そこには、多数の手下達に掴まれて、身動きできなくなってるお兄ちゃんの姿が。

「お兄ちゃん!!」

慌てて、窓に張り付こうとするけど、残念ながら私は真ん中の席。
丁度、私と窓を遮ってるカラ松さんが邪魔をするから、遠くから見守る事しかできなかった。

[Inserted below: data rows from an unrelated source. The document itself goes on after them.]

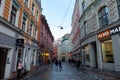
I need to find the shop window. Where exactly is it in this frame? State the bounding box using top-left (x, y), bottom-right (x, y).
top-left (34, 27), bottom-right (38, 39)
top-left (82, 1), bottom-right (85, 11)
top-left (117, 0), bottom-right (120, 17)
top-left (36, 10), bottom-right (38, 21)
top-left (31, 3), bottom-right (35, 15)
top-left (84, 21), bottom-right (88, 35)
top-left (84, 46), bottom-right (90, 62)
top-left (22, 17), bottom-right (26, 32)
top-left (10, 6), bottom-right (17, 25)
top-left (102, 40), bottom-right (114, 63)
top-left (0, 0), bottom-right (1, 6)
top-left (10, 0), bottom-right (20, 26)
top-left (98, 6), bottom-right (108, 27)
top-left (22, 11), bottom-right (28, 32)
top-left (30, 50), bottom-right (35, 66)
top-left (29, 21), bottom-right (33, 36)
top-left (24, 0), bottom-right (28, 7)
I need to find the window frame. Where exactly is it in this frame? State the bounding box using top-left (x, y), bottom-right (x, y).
top-left (117, 0), bottom-right (120, 17)
top-left (98, 6), bottom-right (109, 28)
top-left (10, 6), bottom-right (17, 25)
top-left (24, 0), bottom-right (29, 7)
top-left (31, 3), bottom-right (35, 15)
top-left (22, 16), bottom-right (27, 32)
top-left (0, 0), bottom-right (2, 7)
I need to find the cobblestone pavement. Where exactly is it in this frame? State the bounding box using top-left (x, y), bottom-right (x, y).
top-left (25, 63), bottom-right (112, 80)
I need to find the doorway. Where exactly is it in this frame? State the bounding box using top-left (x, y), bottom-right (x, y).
top-left (0, 48), bottom-right (8, 79)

「いやぁ~、すんばらしい兄弟愛だねぇ。少しくらい、俺にもわけてくれよー?」

「ブラザー、俺の愛ならいくらでもくれてやるぜ」

「お前のはいらない」

ケラケラと楽しそうに笑い合う二人は、本当に仲が良いんだろう。

私ごしに楽しげに会話を繰り広げている。

正直、挟まれるほうは辛い。

「な~、カラ松ぅ」

「ん、どうした、おそ松兄さん?」

「ちょっとよ、後で抜けださね?」

「いいぜぇ~?」

私は、そんな二人を放っといてお兄ちゃんに『お兄ちゃん、大丈夫?』とメールを送る。

すると、「なになに?」と二人が覗き込んでくる。

「お気になさらず」

見えないよう隠そうとするけど、二人は面白がって見ようとする。

ほんっとうに困るなぁ、この人達のテンション。

「へぇ~、小鳥にメール? 昔っからお兄ちゃんお兄ちゃんだったもんなぁ」

「へぇー、俺は見たことはなかったぞ」

「お会いしたことありました?」

驚いて聞き返せば、おそ松さんはニヤニヤと笑う。

「えぇ、俺のこと気になるぅ?」

しかし、違う。

お兄ちゃんを名前で呼んだことが、気になるだけ。

「いえ、兄と何か関係があるのかなって」

「ははっ! まぁ、君のことだし、そうくると思ったさ!」

「ちぇー、何だよ、カラ松のヤツー。まぁ、いいや。俺な、高校の時だけお前の兄ちゃんと同級生だったんだよ」

ってことは、この人はそれなりの地位があるってことになる。

裏組織の人間で、お坊ちゃまお嬢様学校へ行ける人間に限られてる。

それだけ、権力のある人間以外通えないから。

「兄がお世話になりました」

軽く会釈程度で頭を下げれば、肩を叩かれる。

「いやいや、今から君がお世話になるんだぜ?」

にぃっと笑うおそ松さんを見て、どう返答すべきか応えを迷ってしまう。

「はぁ、よろしくお願いします」

女慣れした男の人は、どうも苦手だ。